Grow a Pollinator Sanctuary
By Amy Yarger, Butterfly Pavilion Horticulture Director
If you live in Colorado, I can almost guarantee that you won’t see a polar bear or humpback whale moseying across your backyard. But I can guarantee that you will come in contact with another important and imperiled group of animals – Pollinators.
Pollinators are animals that play cupid for flowering plants, carrying pollen from one plant to another. We rely on pollinators, such as bees and flies, for many of our favorite foods, but we also have pollinators to thank for some of our favorite Colorado landscapes, from mountain meadows to prairies and wetlands. Recent reports, such as the National Research Council’s Status of Pollinators in North America, have documented declines in some pollinator populations due to many factors, including loss of healthy habitats.
The good news is that everyone, no matter where they live, can improve this situation for pollinators. Pollinators are diverse, and found in every terrestrial ecosystem. Even if you live in a city, you’ll see bees, butterflies and other insects visiting park flower beds or hanging baskets. If you want to create your own pollinator sanctuary, all you need is some close observation, a little planning and the right plants.
Assess What You Have
The first step is to understand what pollinators are already in your area and what kinds of resources your personal habitat can provide for them. Walk around your neighborhood: are there many flowering plants in your neighborhood? If there is not very much outdoor space, do you have the opportunity to plant window boxes or pots with blooming plants? Are there community gardens in your neighborhood? Even if you aren’t an avid gardener, you can get some inspiration about easy changes you can make to your space. Look closely to identify what sorts of insects frequent your area. If a particular planting seems to have a lot of activity from bees and butterflies, ask around to find out where the plants are from. Finally, just as with any planting, get information about your local conditions: sunlight, access to water and soil, and base your plant selections upon what will do well in that situation.

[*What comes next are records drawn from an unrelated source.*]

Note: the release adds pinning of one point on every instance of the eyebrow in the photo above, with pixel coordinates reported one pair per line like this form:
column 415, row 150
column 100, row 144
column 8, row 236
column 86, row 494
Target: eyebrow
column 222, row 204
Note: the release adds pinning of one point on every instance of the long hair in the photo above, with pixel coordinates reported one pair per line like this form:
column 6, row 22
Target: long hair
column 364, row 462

When you begin to look at your surroundings through the eyes of a pollinator, you might notice that food and shelter can be hard to find in many urban and suburban landscapes. Although not the only part, blooming plants for pollen and nectar are a big part of any pollinator sanctuary. The overall goal is to add complexity and diversity to the landscape, instead of a monoculture (a single crop) of lawn surrounded by pavement. Ideally, your pollinator sanctuary would feature native plants: shrubs, perennials, grasses and annuals, to provide a buffet of flowers from early spring to late fall. If these blooms vary in height, shape, size and color, you will be able to serve up nourishment to everything from the tiniest sweat bee to the biggest swallowtail butterfly.
Beyond food for adult pollinators, though, there are many other resources pollinators need to thrive. A few well-placed trees, shrubs and vines can provide shelter from weather and hungry predators. The occasional boulder provides a warm-up spot on cool mornings for these flying creatures. For longer pollinator visits, encourage them to provide for the next generation of insects by installing nest boxes, planting larval food plants for caterpillars or even just leaving some bare earth for ground-nesting bees. If you are in a small space, don’t fear; even a few planters or window boxes will provide a “pit stop” for pollinators, connecting them from habitat to habitat.
A drive for absolute perfection isn’t healthy for anyone, and that includes pollinators. A pollinator sanctuary has different maintenance expectations than a putting green. Instead of focusing on the total eradication of every dandelion or slug, pollinator protectors choose an approach that maximizes the health of the plants in their habitats. By choosing tough, resilient plants that are well-suited to the environment, and then making sure they have the moisture, nutrients and light they need, less effort is needed to manage pests and weeds. When pests and weeds do threaten the health of your pollinator sanctuary, you still have effective tools in your toolbox, from physical barriers to beneficial predators.
A few flowerpots on the stoop or acres of restored prairie can each make a difference for pollinators. All together, these sanctuaries create a habitat network transforming sterile landscaping to productive, lively and appealing places where we can connect with nature. Not only is this vital for butterflies and bees, it is beneficial for humans as well. The researcher Stephen Kaplan has noted that spending time outdoors, among plants and animals, measurably improves physical, mental and social well-being. For this reason, Butterfly Pavilion is working with MCWHINNEY to create the first-ever Pollinator District in Broomfield. A Pollinator District is a development, including businesses, schools, public facilities and parks, designed, constructed and maintained in such a way that pollinator habitat demonstrates a net gain over the footprint of development. This is an exciting opportunity to engage all of the people who live, work and play in the Pollinator District in this vital conservation work. In doing this work together, we can all think of ourselves as vital resources who become citizen scientists, beekeepers, gardeners and stewards of the land.